Monday 15 August 2011

Inductive realism and approximate truth

Theory Status, Inductive Realism, and Approximate Truth: No Miracles, No Charades

This paper offers two interesting things: a way of looking at scientific practice, and a case study of the eradication of smallpox. The paper also promises an explication of the concept of approximate truth, though I'm sceptical about whether it really delivers on this point.

Hunt starts by outlining what he calls the "inductive realist" model of scientific practice. This is encapuslated by a diagram (p.164) that distinguishes "theory proposals", "theory status", "theory use" and "external world". He then explains the various interconnections between these things. As a broad strokes outline of scientific practice, this seems to fit with what I understand of the process. As a tool for clarifying the concept of approximate truth, it falls somewhat short. What Hunt's analysis of approximate truth boils down to is the claim that
accepting a theory ... as approximately true is warranted when the evidence related to the theory is sufficient to give reason to believe that something like the specific entities ... posited by the theory is likely to exist in the world external to the theory. (p. 169, italics in original)
Now, stripping this claim of its numerous caveats, and disclaimers it becomes: "A theory is approximately true when there is something like the theoretical entities in the world." Without a further explanation of what it means for a theoretical entity to be "like" a physical entity, this is no explanation at all.

Hunt also seems to conflate metaphysical notions of "truth"and epistemic considerations for the credibility of some proposition. If this is supposed to be a contribution to the scientific realism debate, then it seems like there has to be something ontological at stake. But as the above quoted passage shows, Hunt is always couching his claims about truth in terms of what one has "reason to believe"...

After this somewhat unsatisfactory analysis of approximate truth, Hunt turns to his smallpox case study. It was common knowledge in Europe in the 18th century that if you'd survived smallpox, you were no longer susceptible to catching it. It was also discovered around this time that those inoculated by being exposed to a small amount of the virus had a smaller risk of death than those who caught the disease in the usual way. The death rate for inoculation was still something like 1%, however, compared to 12% for the normal form of the disease.

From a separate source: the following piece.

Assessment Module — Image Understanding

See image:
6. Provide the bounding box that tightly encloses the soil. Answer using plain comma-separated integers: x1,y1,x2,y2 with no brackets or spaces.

Edward Jenner followed up on stories that people who had contracted the milder disease "cowpox" were also immune to smallpox. He wondered whether inoculating people with cowpox would give them an immunity to smallpox. His early trials were successful, and within a few years smallpox vaccines were available. By 1900 smallpox was all but eradicated in North America and Europe. (It took until the 80s before the disease was finally declared eradicated worldwide).

Hunt tries to use his analysis of approximate truth to explain the success of the smallpox vaccine. This seems a very strange thing to do: he attributes something called "the smallpox theory" to everyone from Jenner in the 1790s to the WHO in 1980. There was no such theory that they shared. Jenner didn't have a modern understanding of virology; indeed, it's unclear that he had any "theory" about smallpox at all. All he needed was a relatively low-level inductive move from "Smallpox inoculation causes immunity" and "Cowpox is like smallpox" to "Cowpox inoculation will cause immunity". He had no idea that smallpox and cowpox were viruses, or that inoculation/vaccination work by allowing the body to generate antibodies. Hunt lists 7 statements that together explain the success of the smallpox vaccination programme. Only the first of these statements is something that Jenner would have "known" in the 1790s.

If Jenner ever made any explicit predictions about the effectiveness of his vaccine, the accuracy of those predictions cannot be explained by Jenner's having found an approximately true "smallpox theory". We now understand Jenner's success in terms of viruses and antibodies, but Jenner didn't know about these things. What the realist typically wants to do when trying to explain some scientific success is show that the theory the scientists had at the time is approximately true with respect to our current understanding. Now in the case of the smallpox vaccine, that doesn't seem plausible: Jenner didn't really have much of a theory, so there isn't any way to demonstrate correspondence between it and current understanding. In short, Jenner wasn't successful because he had some grand theory of disease that corresponds well with the world, he was successful because he was lucky enough to stumble upon a relatively low-level inductive leap that held true: cowpox is enough like smallpox for the same inoculation procedure to work.

I'd like to finish with two aspects of the paper that I did like. First, Hunt insists that we must be fallibilist about our theories: we must not assume that science never makes mistakes. Second, despite the odd use he puts it to, the smallpox case study is an interesting one for philosophy of science: that Jenner was so successful without any sort of high level theory of disease is an interesting case.